Was bedeutet Erstellungszeitpunkt-Optimierung?
Die Erstellungszeitpunkt-Optimierung – im Fachjargon meist Ad Scheduling oder Werbezeitsteuerung genannt – beschreibt die gezielte Feinsteuerung, an welchen Wochentagen und zu welchen Uhrzeiten Anzeigen in Google Ads ausgeliefert werden. Grundlage ist die alltägliche Beobachtung, dass Nachfrage, Abschlussbereitschaft und Wettbewerbsdruck über den Tag und die Woche hinweg deutlich schwanken. Ein Nutzer, der montags um neun Uhr nach einem Fachanwalt sucht, hat oft eine andere Absicht und Abschlusswahrscheinlichkeit als jemand, der sonntags um Mitternacht dieselbe Anzeige sieht. Wer sein Budget bevorzugt in die nachfragestarken und reaktionsfreundlichen Zeitfenster lenkt, holt aus demselben Etat spürbar mehr messbaren Ertrag heraus, ohne die Gebote pauschal anheben zu müssen.
Technisch wird die Steuerung über den Werbezeitplaner umgesetzt. Dort definiert man Zeitfenster, in denen Anzeigen überhaupt erscheinen dürfen, und kann für einzelne Fenster zusätzlich Gebotsanpassungen hinterlegen – etwa einen Aufschlag zur Mittagszeit und einen Abschlag in der Nacht. Der Werbezeitplaner richtet sich stets nach der im Konto eingestellten Zeitzone, was bei überregionalen oder internationalen Kampagnen sorgfältig geprüft werden muss, weil sonst ganze Regionen zur falschen Ortszeit angesprochen werden. Eine offizielle Beschreibung liefert die Google-Ads-Hilfe zum Werbezeitplaner, die auch erklärt, wie sich Zeitpläne pro Kampagne getrennt anlegen lassen.

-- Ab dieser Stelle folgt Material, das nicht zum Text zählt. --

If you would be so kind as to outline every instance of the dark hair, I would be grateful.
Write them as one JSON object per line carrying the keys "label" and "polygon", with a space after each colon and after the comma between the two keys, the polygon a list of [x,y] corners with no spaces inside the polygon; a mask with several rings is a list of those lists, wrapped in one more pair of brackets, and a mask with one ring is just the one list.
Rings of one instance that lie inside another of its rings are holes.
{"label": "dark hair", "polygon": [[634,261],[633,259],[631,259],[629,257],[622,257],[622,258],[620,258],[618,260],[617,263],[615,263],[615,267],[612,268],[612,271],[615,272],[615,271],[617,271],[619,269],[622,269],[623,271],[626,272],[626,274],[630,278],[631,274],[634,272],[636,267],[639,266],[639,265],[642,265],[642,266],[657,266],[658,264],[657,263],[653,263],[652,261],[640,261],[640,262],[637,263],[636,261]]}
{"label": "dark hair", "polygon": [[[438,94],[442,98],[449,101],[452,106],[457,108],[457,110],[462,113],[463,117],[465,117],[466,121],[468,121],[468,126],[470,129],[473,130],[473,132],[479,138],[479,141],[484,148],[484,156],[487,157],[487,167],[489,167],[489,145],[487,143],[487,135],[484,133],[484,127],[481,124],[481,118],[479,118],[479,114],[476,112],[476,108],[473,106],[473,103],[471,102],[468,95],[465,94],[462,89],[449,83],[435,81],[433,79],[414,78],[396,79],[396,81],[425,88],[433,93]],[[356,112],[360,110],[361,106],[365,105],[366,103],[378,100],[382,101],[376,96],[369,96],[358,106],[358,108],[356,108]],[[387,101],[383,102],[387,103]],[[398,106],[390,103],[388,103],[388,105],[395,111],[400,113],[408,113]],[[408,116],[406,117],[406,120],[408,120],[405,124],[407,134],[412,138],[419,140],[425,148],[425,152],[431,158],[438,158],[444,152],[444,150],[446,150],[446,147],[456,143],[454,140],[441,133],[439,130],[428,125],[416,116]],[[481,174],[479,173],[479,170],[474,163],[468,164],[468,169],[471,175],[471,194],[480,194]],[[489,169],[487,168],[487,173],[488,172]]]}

Wie funktioniert die zeitliche Feinsteuerung technisch?
Der Ausgangspunkt ist immer eine Datenanalyse: Wann entstehen tatsächlich Klicks, und – deutlich wichtiger – wann entstehen Conversions? Google Ads liefert dafür Berichte nach Wochentag, nach Stunde und nach der Kombination beider Dimensionen. Erst aus diesen Verläufen lässt sich ablesen, welche Fenster effizient arbeiten und welche vor allem Streuverluste erzeugen. Ein sauberes Conversion-Tracking ist damit die zwingende Voraussetzung, denn ohne belastbare Ergebnisdaten wäre jede Zeitsteuerung reines Bauchgefühl. Sinnvoll ist es, nicht nur die Zahl der Conversions, sondern auch deren Wert und die nachgelagerte Qualität der Anfragen je Zeitfenster zu betrachten, damit nicht ein Fenster mit vielen, aber minderwertigen Kontakten überschätzt wird.
Bei manuellen Geboten wirken die Zeit-Anpassungen unmittelbar: Ein Aufschlag von plus zwanzig Prozent zwischen neun und siebzehn Uhr erhöht das Gebot in genau diesem Fenster. Anders verhält es sich bei automatischen Strategien – Smart Bidding berücksichtigt die Tageszeit ohnehin als eines von vielen Auktionssignalen und passt Gebote in Echtzeit an. Setzt man Strategien wie Ziel-CPA oder Ziel-ROAS ein, greifen manuelle Zeitgebote nur eingeschränkt oder gar nicht; man begrenzt die Auslieferung dort eher über die Zeitfenster selbst als über Gebotshebel. Die Systematik automatisierter Gebote und die Rolle der Signale erklärt die Google-Ads-Hilfe zu Smart Bidding.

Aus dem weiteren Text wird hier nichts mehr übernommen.